1) Corporate Manslaughter
The courts have accepted that it is possible for a company to be guilty of manslaughter by an unlawful act or gross negligence (R v P and O European Ferries (Dover) Ltd [1990]. However, because criminal acts require not just the actus rea (the act) but also the mens rea (guilty mind), it has been difficult to bring successful prosecutions against companies. Effectively this has meant that an individual has had to be identified as being the ‘controlling mind’ of the company. While this approach worked with small companies which were owned and operated by one person, it resulted in failure when applied to larger companies because the controlling mind could not be identified, even if it was a general failing of policy or procedures within the company which led to the death. To remedy this situation the Corporate Manslaughter and Corporate Homicide Act 2007 was passed. Now under s 1 of the Act the offence of Corporate Manslaughter is committed by a company if the way in which its activities are managed or organised: (a) causes a person’s death; and (b) amounts to a gross breach of a relevant duty of care owed by the company to that person.
This still remains a complex and difficult offence to establish as ‘gross beach’ is defined in s 1(4)(b) as conduct falling fall below what could be reasonably expected of the company in the circumstances. Additionally, a company is only guilty of the offence if the way that its activities are managed or organised by its senior management is a substantial part of the breach of duty. S 1(4)(c) defines senior management as persons who play significant roles in making decisions about how the company’s activities are run or do the actual managing or organising of those activities.

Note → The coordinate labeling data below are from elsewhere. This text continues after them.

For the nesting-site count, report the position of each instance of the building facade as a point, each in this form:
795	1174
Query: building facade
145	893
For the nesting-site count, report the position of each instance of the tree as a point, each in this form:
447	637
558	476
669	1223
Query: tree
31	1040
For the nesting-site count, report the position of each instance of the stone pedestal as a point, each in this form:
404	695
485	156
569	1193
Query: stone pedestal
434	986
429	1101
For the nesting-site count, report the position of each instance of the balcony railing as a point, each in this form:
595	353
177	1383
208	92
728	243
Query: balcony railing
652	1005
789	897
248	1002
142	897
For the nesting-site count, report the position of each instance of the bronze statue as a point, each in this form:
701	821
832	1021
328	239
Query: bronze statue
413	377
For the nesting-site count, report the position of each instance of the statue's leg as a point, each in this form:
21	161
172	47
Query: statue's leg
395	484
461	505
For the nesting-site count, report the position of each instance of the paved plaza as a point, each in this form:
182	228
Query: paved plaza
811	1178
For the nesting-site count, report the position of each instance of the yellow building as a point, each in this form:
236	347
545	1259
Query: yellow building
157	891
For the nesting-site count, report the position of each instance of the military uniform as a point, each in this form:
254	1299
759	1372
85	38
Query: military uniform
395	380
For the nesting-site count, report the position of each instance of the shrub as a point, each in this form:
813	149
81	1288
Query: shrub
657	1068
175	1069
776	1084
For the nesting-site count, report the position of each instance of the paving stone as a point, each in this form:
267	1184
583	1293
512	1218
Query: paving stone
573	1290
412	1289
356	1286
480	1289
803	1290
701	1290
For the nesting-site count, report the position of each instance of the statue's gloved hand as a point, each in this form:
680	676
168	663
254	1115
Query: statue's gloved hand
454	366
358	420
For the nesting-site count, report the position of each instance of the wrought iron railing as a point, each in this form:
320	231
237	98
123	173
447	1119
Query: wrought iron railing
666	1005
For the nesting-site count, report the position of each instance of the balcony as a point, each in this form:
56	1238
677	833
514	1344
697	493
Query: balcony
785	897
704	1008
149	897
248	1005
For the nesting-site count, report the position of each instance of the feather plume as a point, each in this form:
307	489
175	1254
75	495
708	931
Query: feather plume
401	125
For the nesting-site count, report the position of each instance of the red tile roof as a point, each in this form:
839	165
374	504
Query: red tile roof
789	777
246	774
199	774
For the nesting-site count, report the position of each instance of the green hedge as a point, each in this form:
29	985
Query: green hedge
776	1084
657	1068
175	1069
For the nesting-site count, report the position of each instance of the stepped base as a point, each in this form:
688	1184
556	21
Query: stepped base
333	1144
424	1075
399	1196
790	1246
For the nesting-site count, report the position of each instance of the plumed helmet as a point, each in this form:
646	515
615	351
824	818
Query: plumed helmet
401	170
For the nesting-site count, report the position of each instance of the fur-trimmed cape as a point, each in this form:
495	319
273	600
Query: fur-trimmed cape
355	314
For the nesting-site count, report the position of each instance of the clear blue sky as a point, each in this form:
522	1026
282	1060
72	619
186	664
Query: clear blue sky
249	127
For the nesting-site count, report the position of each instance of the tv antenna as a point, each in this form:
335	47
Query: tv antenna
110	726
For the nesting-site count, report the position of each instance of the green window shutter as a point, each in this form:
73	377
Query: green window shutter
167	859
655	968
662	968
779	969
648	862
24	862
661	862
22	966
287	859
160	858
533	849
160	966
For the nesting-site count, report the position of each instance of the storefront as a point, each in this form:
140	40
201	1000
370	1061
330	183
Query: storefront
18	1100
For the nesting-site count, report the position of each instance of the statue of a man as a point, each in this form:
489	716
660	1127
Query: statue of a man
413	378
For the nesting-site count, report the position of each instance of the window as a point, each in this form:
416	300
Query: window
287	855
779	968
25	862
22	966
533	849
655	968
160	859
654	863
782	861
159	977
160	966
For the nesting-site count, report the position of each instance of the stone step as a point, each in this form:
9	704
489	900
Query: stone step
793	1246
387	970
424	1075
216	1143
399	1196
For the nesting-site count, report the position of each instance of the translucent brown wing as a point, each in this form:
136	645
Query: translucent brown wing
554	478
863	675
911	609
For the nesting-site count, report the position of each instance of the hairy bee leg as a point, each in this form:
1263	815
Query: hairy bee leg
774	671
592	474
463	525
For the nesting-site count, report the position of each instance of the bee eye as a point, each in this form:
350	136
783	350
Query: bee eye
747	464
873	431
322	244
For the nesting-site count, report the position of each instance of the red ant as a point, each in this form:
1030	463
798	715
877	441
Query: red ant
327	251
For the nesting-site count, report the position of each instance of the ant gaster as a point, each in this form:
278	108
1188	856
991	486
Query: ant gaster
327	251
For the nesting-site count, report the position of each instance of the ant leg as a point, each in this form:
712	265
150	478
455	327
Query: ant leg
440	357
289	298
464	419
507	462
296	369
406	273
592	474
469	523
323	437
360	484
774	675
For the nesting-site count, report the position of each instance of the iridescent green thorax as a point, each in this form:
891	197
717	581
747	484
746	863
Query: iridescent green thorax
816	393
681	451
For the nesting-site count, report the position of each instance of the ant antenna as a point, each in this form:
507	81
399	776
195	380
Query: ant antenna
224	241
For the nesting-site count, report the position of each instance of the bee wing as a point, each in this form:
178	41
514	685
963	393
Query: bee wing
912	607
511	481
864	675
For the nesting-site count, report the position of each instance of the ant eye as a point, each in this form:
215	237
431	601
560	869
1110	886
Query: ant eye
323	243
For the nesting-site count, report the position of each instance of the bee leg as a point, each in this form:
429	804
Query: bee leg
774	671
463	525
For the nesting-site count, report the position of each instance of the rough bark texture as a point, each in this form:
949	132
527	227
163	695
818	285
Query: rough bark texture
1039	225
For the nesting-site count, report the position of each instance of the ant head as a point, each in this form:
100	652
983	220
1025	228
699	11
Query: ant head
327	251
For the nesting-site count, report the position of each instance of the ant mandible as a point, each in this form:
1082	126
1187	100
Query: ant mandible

If a company is found guilty of the offence, then the punishment is a fine, which may be accompanied by an order to take steps to remedy the breach of duty which caused the death.
2) Corporate Governance
Corporate governance is defined as "the system by which companies are directed and controlled". Corporate governance goes beyond the legal obligations of directors and includes the idea of accountability of directors to shareholders.
There were a series of reports during the 1990s ( Cadbury, Greenbury, and Hampel), which focused on how plcs were being run. The result of these investigations was the Combined Code on corporate governance. The Code covers the responsibilities of the directors and the board as a whole and the responsibilities of the shareholders.
There have been further reviews of the area (Turnbull, Higgs and Tyson). These reports have examined the role and effectiveness of the non executive directors and investigated how the pool of talent can be expanded. The Combined Code has been revised to take not account the findings of the late reports.